In a new blog post entitled Pharma in 2011: A Year for Big Decisions, Scientia Advisors Managing Partner Harry Glorikian (who is my client) writes that most pharma firms’ current approaches for playing in new fields are likely to fail—and makes a number of  industry predictions for the coming year.
With several major products going off –patent, and with regulatory and policy changes in the works, Glorikian writes, many large pharma companies must rethink  their current business models in order to succeed on new playing fields. 

In the coming year, pharma can expect:

  • Little growth for big caps and fewer big cap company mergers
· Need for cash generation leading to divestment of  developmental assets
  • Increased focus on therapeutics for niche and orphan diseases
  • Accelerated  need for prescription/diagnostics combinations, leading to partnerships or acquisitions.


“In our view, most pharma firms’ current approaches for playing in new fields will not succeed—and companies have many difficult decisions to make,” Glorikian writes. “A big question is whether, in making those decisions, they will try to satisfy shareholders’ immediate needs or ensure long-term company health.”

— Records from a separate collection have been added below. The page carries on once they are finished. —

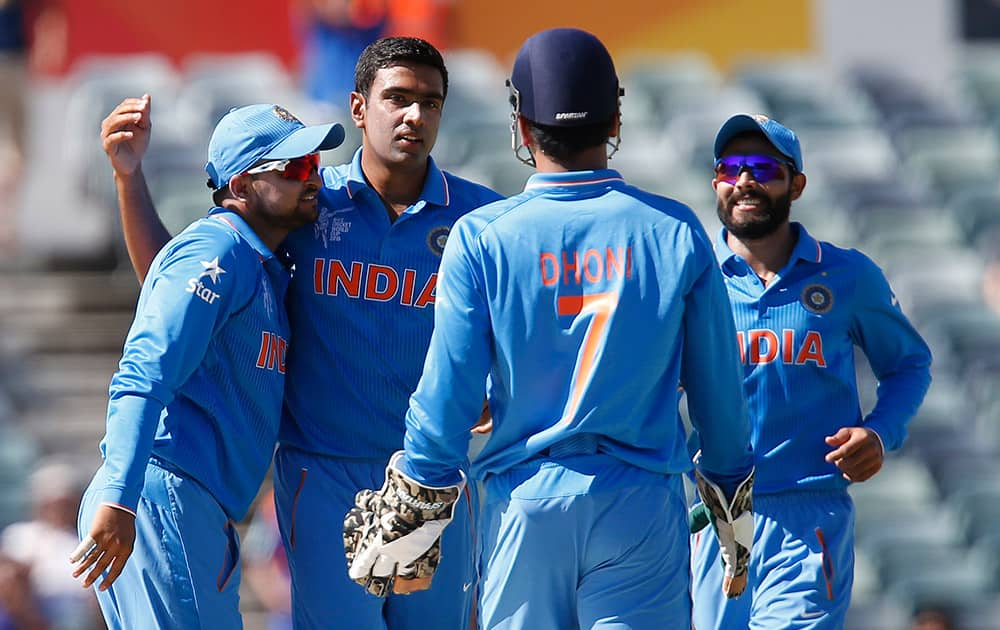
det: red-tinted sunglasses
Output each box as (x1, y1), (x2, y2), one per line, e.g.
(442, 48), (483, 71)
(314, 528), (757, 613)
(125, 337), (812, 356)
(715, 155), (792, 184)
(246, 153), (319, 182)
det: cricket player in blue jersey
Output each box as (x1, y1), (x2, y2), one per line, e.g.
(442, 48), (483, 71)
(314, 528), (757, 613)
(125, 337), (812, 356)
(102, 37), (500, 630)
(692, 114), (931, 630)
(344, 28), (753, 630)
(71, 104), (344, 630)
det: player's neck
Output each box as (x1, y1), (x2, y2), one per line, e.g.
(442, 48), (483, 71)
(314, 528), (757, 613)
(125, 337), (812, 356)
(361, 151), (427, 220)
(726, 221), (796, 285)
(532, 144), (608, 173)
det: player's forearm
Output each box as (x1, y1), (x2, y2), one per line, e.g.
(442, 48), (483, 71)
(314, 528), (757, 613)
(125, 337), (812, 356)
(864, 366), (931, 451)
(681, 267), (753, 488)
(100, 395), (163, 513)
(115, 166), (170, 282)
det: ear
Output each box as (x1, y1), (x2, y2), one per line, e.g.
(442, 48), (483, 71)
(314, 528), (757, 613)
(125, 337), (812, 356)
(351, 92), (367, 129)
(517, 114), (535, 149)
(792, 173), (806, 201)
(608, 109), (622, 138)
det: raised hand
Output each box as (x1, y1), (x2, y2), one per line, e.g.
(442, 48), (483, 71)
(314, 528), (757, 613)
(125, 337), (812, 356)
(101, 94), (152, 175)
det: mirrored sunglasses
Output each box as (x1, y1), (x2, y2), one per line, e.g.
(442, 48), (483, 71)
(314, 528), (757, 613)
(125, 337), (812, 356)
(246, 153), (319, 182)
(715, 155), (792, 184)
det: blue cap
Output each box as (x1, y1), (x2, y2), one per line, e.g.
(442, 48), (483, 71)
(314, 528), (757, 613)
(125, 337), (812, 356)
(205, 104), (344, 189)
(715, 114), (802, 173)
(510, 28), (620, 127)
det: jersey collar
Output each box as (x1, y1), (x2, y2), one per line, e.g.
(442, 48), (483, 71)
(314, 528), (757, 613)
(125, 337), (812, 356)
(347, 149), (451, 206)
(524, 168), (625, 190)
(715, 221), (823, 268)
(208, 206), (274, 261)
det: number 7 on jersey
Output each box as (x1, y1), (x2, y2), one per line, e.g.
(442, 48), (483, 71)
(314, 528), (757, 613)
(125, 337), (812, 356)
(556, 292), (618, 424)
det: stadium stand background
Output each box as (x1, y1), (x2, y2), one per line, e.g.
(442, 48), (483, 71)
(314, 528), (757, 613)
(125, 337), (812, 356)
(0, 0), (1000, 630)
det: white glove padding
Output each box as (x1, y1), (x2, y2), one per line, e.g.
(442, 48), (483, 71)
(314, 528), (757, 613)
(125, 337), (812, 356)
(344, 451), (465, 597)
(694, 469), (754, 598)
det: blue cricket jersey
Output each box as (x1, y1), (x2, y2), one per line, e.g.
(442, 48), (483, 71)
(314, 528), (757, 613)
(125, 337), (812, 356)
(716, 223), (931, 494)
(101, 208), (289, 520)
(406, 170), (752, 485)
(280, 149), (500, 460)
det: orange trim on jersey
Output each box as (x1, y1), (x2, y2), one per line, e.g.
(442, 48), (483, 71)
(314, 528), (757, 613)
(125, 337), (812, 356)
(288, 468), (309, 549)
(524, 177), (625, 190)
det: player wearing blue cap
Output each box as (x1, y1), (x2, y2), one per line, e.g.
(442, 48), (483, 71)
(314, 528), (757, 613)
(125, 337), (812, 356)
(692, 114), (931, 630)
(344, 28), (752, 630)
(102, 37), (500, 630)
(71, 105), (344, 630)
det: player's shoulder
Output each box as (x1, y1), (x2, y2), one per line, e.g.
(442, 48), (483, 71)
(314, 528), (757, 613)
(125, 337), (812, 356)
(154, 216), (262, 280)
(620, 184), (701, 227)
(455, 189), (541, 235)
(319, 162), (351, 198)
(441, 171), (503, 211)
(816, 240), (883, 276)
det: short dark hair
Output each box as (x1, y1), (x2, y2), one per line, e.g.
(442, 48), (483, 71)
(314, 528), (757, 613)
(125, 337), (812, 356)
(528, 118), (615, 162)
(354, 37), (448, 97)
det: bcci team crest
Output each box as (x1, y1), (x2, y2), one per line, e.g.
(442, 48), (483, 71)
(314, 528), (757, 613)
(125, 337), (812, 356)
(427, 225), (451, 256)
(274, 105), (302, 124)
(802, 284), (833, 315)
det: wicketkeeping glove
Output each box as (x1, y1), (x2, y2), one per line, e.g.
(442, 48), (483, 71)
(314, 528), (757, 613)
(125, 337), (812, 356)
(344, 451), (465, 597)
(694, 469), (754, 598)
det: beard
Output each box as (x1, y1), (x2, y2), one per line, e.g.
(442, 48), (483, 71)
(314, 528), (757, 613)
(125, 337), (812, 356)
(716, 190), (792, 241)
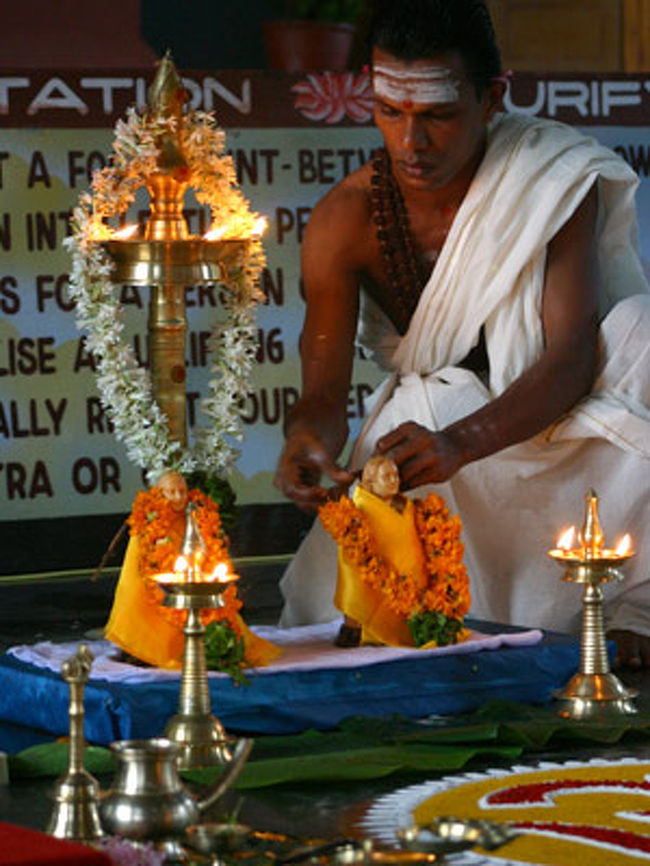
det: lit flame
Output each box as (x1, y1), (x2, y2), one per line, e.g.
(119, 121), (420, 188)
(212, 562), (228, 580)
(113, 223), (138, 241)
(557, 526), (576, 550)
(203, 226), (227, 241)
(614, 533), (632, 556)
(251, 217), (268, 237)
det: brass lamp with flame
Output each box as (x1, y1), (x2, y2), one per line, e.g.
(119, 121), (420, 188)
(549, 489), (637, 720)
(103, 54), (263, 447)
(157, 503), (237, 769)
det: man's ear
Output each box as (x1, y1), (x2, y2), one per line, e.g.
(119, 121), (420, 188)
(483, 78), (506, 123)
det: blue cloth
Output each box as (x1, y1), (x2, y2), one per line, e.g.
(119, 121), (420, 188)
(0, 636), (580, 752)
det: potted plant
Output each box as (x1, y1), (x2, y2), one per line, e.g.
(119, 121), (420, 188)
(263, 0), (365, 72)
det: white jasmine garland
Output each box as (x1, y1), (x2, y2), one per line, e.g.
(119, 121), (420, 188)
(64, 108), (265, 479)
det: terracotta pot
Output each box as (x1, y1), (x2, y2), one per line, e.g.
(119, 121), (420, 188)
(263, 19), (355, 72)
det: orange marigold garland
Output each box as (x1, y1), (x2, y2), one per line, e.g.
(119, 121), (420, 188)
(128, 487), (242, 638)
(319, 493), (470, 646)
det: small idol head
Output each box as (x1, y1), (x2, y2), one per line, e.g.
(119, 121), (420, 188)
(156, 472), (188, 512)
(361, 455), (399, 499)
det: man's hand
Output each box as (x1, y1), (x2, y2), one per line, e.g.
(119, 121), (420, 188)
(273, 432), (355, 511)
(607, 629), (650, 670)
(377, 421), (464, 490)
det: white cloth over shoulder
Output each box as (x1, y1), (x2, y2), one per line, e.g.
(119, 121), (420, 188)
(281, 115), (650, 635)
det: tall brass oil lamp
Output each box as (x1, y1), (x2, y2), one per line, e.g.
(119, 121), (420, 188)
(103, 55), (247, 447)
(549, 489), (638, 720)
(157, 504), (238, 769)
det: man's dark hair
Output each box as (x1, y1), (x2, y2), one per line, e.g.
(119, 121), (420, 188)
(367, 0), (501, 93)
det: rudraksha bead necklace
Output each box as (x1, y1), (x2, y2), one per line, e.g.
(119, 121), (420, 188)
(370, 148), (428, 334)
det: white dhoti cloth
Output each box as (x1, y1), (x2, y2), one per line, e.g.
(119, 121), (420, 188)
(281, 109), (650, 635)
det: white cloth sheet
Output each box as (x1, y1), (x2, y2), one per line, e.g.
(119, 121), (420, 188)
(280, 115), (650, 635)
(8, 622), (542, 684)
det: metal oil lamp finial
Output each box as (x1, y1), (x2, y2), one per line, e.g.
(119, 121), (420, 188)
(102, 52), (260, 449)
(47, 644), (104, 842)
(578, 487), (605, 559)
(549, 489), (637, 720)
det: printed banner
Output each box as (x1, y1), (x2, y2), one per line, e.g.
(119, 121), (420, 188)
(0, 70), (650, 521)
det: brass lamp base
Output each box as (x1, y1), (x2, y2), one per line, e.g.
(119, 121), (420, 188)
(46, 770), (104, 842)
(160, 581), (232, 770)
(554, 671), (638, 721)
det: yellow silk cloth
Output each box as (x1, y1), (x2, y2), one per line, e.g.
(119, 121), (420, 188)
(104, 536), (282, 668)
(334, 485), (426, 646)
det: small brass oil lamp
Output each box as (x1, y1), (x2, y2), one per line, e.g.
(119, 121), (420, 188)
(549, 489), (638, 720)
(156, 503), (238, 770)
(47, 644), (104, 842)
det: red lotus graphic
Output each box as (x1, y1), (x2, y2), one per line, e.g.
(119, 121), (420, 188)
(291, 72), (373, 123)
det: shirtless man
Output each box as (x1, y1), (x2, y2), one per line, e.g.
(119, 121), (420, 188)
(276, 0), (650, 666)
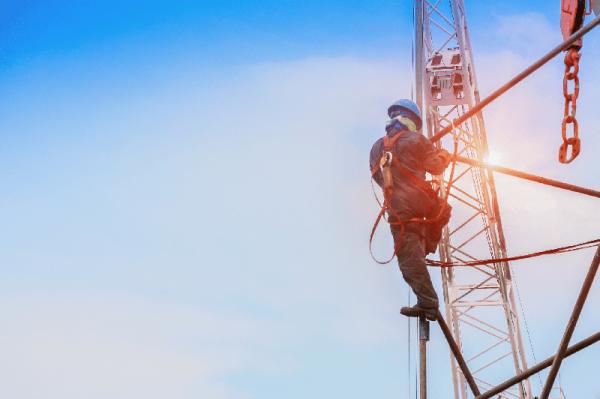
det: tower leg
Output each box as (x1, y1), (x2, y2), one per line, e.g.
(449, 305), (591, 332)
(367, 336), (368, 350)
(419, 317), (429, 399)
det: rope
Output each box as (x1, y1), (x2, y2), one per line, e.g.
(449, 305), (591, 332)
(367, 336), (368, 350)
(426, 238), (600, 268)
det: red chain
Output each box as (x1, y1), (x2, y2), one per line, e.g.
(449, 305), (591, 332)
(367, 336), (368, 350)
(558, 47), (581, 163)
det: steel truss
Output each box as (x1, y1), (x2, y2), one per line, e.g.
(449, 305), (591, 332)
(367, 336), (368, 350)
(415, 0), (533, 399)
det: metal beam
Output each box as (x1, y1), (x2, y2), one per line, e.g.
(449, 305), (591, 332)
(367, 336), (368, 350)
(430, 16), (600, 142)
(437, 312), (480, 396)
(456, 156), (600, 198)
(540, 245), (600, 399)
(475, 332), (600, 399)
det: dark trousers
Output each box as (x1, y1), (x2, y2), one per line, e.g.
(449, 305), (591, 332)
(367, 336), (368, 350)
(392, 224), (439, 309)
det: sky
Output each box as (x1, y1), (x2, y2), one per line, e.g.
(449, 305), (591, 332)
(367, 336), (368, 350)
(0, 0), (600, 399)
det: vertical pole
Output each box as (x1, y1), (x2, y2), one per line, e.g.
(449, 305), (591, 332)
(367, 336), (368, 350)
(540, 246), (600, 399)
(414, 0), (426, 126)
(419, 317), (429, 399)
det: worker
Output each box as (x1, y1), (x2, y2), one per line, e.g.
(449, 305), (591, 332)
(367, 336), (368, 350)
(370, 100), (451, 320)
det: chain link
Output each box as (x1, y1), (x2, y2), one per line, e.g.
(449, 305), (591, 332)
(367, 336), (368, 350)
(558, 47), (581, 163)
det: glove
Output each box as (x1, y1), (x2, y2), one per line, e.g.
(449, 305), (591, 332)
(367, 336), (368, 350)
(437, 150), (452, 169)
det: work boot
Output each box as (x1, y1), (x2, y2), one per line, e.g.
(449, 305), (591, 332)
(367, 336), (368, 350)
(400, 305), (438, 321)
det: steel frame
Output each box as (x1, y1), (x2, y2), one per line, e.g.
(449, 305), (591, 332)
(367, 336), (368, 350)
(415, 0), (532, 399)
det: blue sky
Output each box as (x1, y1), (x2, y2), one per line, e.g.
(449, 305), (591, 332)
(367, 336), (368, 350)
(0, 0), (600, 399)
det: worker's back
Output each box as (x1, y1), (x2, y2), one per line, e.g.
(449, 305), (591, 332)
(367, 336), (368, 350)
(370, 131), (443, 219)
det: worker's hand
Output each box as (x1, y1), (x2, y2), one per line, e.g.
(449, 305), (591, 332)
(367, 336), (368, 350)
(438, 150), (452, 169)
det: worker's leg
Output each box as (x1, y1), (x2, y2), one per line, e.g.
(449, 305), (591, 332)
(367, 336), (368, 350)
(392, 225), (438, 309)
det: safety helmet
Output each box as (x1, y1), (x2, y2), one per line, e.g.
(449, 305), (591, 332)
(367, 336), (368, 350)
(388, 99), (423, 130)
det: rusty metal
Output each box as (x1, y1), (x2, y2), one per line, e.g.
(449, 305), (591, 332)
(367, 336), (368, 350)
(558, 0), (591, 163)
(540, 246), (600, 399)
(475, 332), (600, 399)
(456, 156), (600, 198)
(560, 0), (586, 40)
(430, 15), (600, 146)
(558, 47), (581, 163)
(437, 312), (481, 396)
(419, 317), (429, 399)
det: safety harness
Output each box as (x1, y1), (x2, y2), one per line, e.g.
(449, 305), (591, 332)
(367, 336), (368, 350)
(369, 131), (454, 265)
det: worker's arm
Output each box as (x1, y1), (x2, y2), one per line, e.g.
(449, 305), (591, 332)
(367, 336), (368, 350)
(421, 136), (450, 175)
(369, 139), (383, 186)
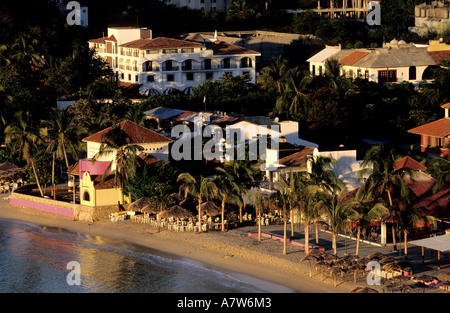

Here’s a link to the complete blog:  Pharma in 2011: A Year for Big Decisions

–Anita M. Harris

Scientia Advisors, based in Boston and San Francisco,  is a management consulting firm specializing in growth strategies for major and emerging companies in health care, life science, biotechnology and nutrition. Scientia recently launched a practice  Pricing and Reimbursement/Market Access .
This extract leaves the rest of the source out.